Cancellation of flights
Merging of airlines to survive
Closure of some airlines
Loss of revenue
Increase security surveillance
Cruise ships no longer include Kenya on their route
Increase cost of ticket to visit country with terrorism
DISCUSSION ON KENYA’S RESPONSE TO IMPACT OF TERRORISM (20 MARKS)
There is a need for the development of an anti-terrorism legislation in Kenya: following the 1998 bombing of the US Embassy in Kenya the government recognized that there were no adequate measures in place to deal with such acts and therefore the need to develop and implement legislation to deal with terrorism was essential. According to Kenya’s Counter Terrorism committee, the Government on two occasions made attempts to implement such laws with the ‘Suppression of Terrorism Bill’ in 2003 and the ‘Anti-Terrorism Bill in 2006 respectively. However, both bills failed to be introduced to parliament. (Google 2010)
There is also a need for revamped management policies to be set in place for Kenya’s border line and costal security control. (Google 2010) also stated that the need for heightened security is vital in these areas, for example: the border between Kenya and Somalia poses a great threat to Kenyan nationals and tourist due to fact that Somalia has been without a government of over sixteen years and is known to be politically unstable. This can be done by putting measures in place such as; heightened security checks for persons entering Kenya through Somalia, denial of entry for suspicious entrants and denial to unnecessary travelers especially during the peak tourist seasons. Proper execution of security in these areas may allow tourist’s to feel safer and therefore increase overall tourist visits to Kenya.
The tourism board of Kenya could try to mitigate some of the negative impacts of the past terrorism attacks on the country by recreating a new image for the destination. Though terrorism would ultimately have a devastating impact on any country being affected, repositioning Kenya in the minds of tourists and other tourists’ destination by focusing on the positives rather than the negative aspects of terrorism can aid in the process of moving forward. An example of this is the use of the US Embassy bombing as a memorial site where locals and tourists can visit.
There needs to be a crisis management portfolio that distinguishes terrorism from other forms of crisis. It should also outline in detail the measures that should be implemented before and after such a crisis. Then the portfolio should assist in painting a clear and clutter free process that should be followed after an act of terrorism to facilitate a timely recovery for Kenya’s image. Because terrorism has so severely tarnished the image of Kenya’s tourism product it is very crucial that only specified and highly qualified individuals should address the public and medias issues. Therefore, the portfolio will also outline all individuals that should be involved in this process with clearly defined roles and objectives.
The tourism board of Kenya could try to mitigate some of the negative impacts of the past terrorism attacks on the country by creating a new image for the destination.

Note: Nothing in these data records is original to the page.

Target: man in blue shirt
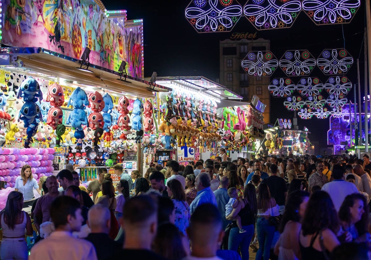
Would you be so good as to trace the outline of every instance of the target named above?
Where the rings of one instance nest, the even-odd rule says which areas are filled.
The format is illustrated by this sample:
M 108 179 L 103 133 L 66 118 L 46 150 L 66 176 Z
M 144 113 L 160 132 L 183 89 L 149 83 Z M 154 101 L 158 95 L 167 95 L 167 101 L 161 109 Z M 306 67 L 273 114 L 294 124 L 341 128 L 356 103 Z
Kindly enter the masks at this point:
M 220 213 L 221 220 L 223 221 L 223 230 L 226 229 L 227 225 L 231 221 L 226 219 L 226 205 L 229 201 L 228 188 L 229 185 L 229 179 L 224 176 L 220 179 L 220 188 L 214 192 L 216 199 L 217 207 Z
M 257 160 L 255 160 L 255 162 L 254 162 L 254 169 L 255 170 L 257 169 L 260 170 L 260 172 L 261 173 L 260 178 L 262 180 L 263 180 L 266 178 L 267 178 L 269 177 L 268 173 L 262 170 L 262 163 Z M 253 175 L 254 175 L 254 172 L 252 172 L 247 176 L 247 179 L 246 180 L 246 182 L 245 183 L 245 186 L 247 185 L 249 182 L 251 180 L 251 178 L 252 178 Z
M 206 172 L 201 172 L 196 177 L 197 195 L 190 205 L 191 214 L 197 207 L 204 203 L 211 203 L 217 206 L 215 195 L 210 188 L 211 181 L 210 176 Z

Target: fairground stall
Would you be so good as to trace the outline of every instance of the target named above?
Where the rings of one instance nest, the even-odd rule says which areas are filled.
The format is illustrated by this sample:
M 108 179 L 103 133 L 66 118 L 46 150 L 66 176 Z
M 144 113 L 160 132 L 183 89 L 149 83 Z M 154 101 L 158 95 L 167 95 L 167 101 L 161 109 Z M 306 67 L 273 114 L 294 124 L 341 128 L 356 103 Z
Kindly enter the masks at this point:
M 291 129 L 291 119 L 278 118 L 274 126 L 264 130 L 265 137 L 258 149 L 269 155 L 299 155 L 310 153 L 312 145 L 308 137 L 308 129 Z
M 60 4 L 1 2 L 0 209 L 24 164 L 37 180 L 66 163 L 83 181 L 118 162 L 141 170 L 143 106 L 171 90 L 143 79 L 142 20 Z
M 163 135 L 160 146 L 145 153 L 147 164 L 173 159 L 186 165 L 215 156 L 224 132 L 217 110 L 221 104 L 228 105 L 242 97 L 203 77 L 158 77 L 156 82 L 173 91 L 158 95 L 162 104 L 155 121 Z

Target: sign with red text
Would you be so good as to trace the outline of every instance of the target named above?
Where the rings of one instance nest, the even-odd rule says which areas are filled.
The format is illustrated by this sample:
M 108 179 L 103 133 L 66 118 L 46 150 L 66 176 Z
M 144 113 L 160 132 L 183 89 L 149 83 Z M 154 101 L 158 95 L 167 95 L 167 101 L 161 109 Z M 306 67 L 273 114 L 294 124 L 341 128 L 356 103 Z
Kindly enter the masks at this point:
M 194 160 L 194 148 L 186 146 L 178 147 L 178 161 L 190 162 Z

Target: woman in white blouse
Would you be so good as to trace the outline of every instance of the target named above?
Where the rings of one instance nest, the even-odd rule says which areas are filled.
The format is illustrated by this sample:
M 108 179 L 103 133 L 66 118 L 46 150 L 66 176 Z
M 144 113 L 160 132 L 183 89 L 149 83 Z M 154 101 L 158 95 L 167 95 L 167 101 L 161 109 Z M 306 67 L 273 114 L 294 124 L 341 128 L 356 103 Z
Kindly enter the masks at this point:
M 16 180 L 14 186 L 16 191 L 19 191 L 23 194 L 24 198 L 23 208 L 32 206 L 35 200 L 33 189 L 36 189 L 41 195 L 37 182 L 33 178 L 31 171 L 31 166 L 28 164 L 23 166 L 21 170 L 21 176 Z

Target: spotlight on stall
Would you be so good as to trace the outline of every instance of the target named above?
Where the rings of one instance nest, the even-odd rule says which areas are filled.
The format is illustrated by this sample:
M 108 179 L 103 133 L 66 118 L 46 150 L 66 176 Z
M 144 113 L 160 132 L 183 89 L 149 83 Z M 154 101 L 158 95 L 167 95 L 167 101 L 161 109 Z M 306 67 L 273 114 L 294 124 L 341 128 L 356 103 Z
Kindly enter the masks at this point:
M 122 61 L 121 62 L 121 64 L 118 68 L 118 73 L 119 75 L 120 75 L 120 78 L 117 79 L 131 83 L 131 82 L 130 81 L 126 80 L 126 78 L 127 77 L 127 74 L 126 73 L 126 62 L 125 61 Z M 124 79 L 122 79 L 123 77 L 124 78 Z
M 157 90 L 155 89 L 155 86 L 156 85 L 156 77 L 157 77 L 157 73 L 156 72 L 153 72 L 152 73 L 152 76 L 150 79 L 150 87 L 147 88 L 151 91 L 153 92 L 159 92 Z
M 77 68 L 84 70 L 88 70 L 89 66 L 90 65 L 90 62 L 89 62 L 89 55 L 90 54 L 90 49 L 88 47 L 86 47 L 85 49 L 84 50 L 84 52 L 82 53 L 82 54 L 81 55 L 81 60 L 79 61 L 79 63 L 81 65 L 79 68 Z

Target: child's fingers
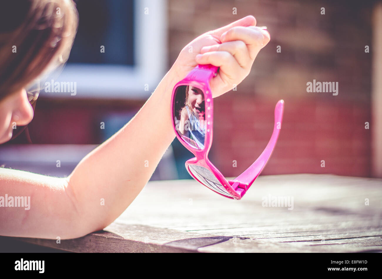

Though terrorism would ultimately have a devastating impact on any country being affected, repositioning Kenya in the minds of tourists and other tourists’ destination by focusing on the positives rather than the negative aspects of terrorism can aid in the process of moving forward. An example of this is the use of the US Embassy bombing as a memorial site where locals and tourists can visit. With repositioning in mind the tourism board can also shift some of their attention to local tourist by packaging their offerings in such a way that would be attractive to the local population.